Parliament of the canton of Valais, Switzerland

The Grand Council of Valais (Grand Conseil /fr/; Grosser Rat /de/) is the legislature of the canton of Valais, in Switzerland. Valais has a unicameral legislature.

== Electoral system ==
Members of the Grand Council of Valais are elected every four years. The Grand Council has 130 seats, elected through six multi-member constituencies via open-list proportional representation and preferential voting.

An additional 130 "substitute members" are elected, on separate lists, whose role it is to replace members who cannot make it to the meetings of the Grand Council.

== 2021 election ==
In the election on 7 March 2021, the Christian Democratic People's Party (PDC/CVP), which had been in power since 1857, remained the largest party, but with a historically low number of seats. The Green Party and the Social Democratic Party (PS/SP), which allied with the Christian Social Party (PCS) in Romand Valais and with the Greens in Upper Valais, gained several seats.

The classical liberal FDP.The Liberals and the national conservative Swiss People's Party remained the second- and third-largest parties, respectively.

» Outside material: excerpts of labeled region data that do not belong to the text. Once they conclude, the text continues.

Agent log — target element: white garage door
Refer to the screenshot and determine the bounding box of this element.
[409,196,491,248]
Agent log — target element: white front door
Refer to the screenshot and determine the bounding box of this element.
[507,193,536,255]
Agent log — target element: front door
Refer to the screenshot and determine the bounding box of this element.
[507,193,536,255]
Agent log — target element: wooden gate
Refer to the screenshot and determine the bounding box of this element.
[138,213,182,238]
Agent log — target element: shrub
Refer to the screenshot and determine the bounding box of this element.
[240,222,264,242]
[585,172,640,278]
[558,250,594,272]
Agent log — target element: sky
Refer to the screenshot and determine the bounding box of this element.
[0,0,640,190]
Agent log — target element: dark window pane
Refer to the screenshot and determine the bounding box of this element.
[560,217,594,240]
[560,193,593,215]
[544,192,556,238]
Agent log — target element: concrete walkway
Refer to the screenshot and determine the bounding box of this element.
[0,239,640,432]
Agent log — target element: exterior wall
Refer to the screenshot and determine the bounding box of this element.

Summary of the 7 March 2021 Valais parliamentary election results
| Party |  | Ideology | Seats | Seats ± |
|  | Christian Democratic People's Party (PDC/CVP) | Christian democracy | 48 | –7 |
| Christian Democratic Party of Romand Valais (PDCVr) | 27 | –5 |
| Christian Democratic People's Party of Upper Valais (CVPO) | 13 | ±0 |
| Christian Social People's Party of Upper Valais (CSPO) | 8 | –2 |
|  | FDP.The Liberals (PLR/FDP) | Classical liberalism | 27 | +1 |
|  | Swiss People's Party (UDC/SVP) | National conservatism | 22 | –1 |
| Democratic Union of the Centre of Romand Valais (UDCVr) | 15 | –1 |
| Swiss People's Party of Upper Valais (SVPO) | 7 | ±0 |
|  | Social Democratic Party (PS/SP) and Citizen's Left | Social democracy | 21 | +3 |
| Socialist Party of Romand Valais (PSVr) | 12 | +3 |
| Centre-Left - PCS (PCS) | 4 | ±0 |
| Social Democratic Party of Upper Valais (SPO) | 3 | –1 |
| Entremont Differently (EA) | 1 | ±0 |
| Green Party (GPS)^{1} | 1 | +1 |
|  | Green Party (PES)^{1} | Green politics | 12 | +4 |
| Total (turnout 59.52%) |  |  | 130 | – |
Source: Canton of Valais
Footnotes: ^{1} The Green Party won 12 seats on separate lists in Romand Valais and 1 seat on a Social Democratic List in Upper Valais.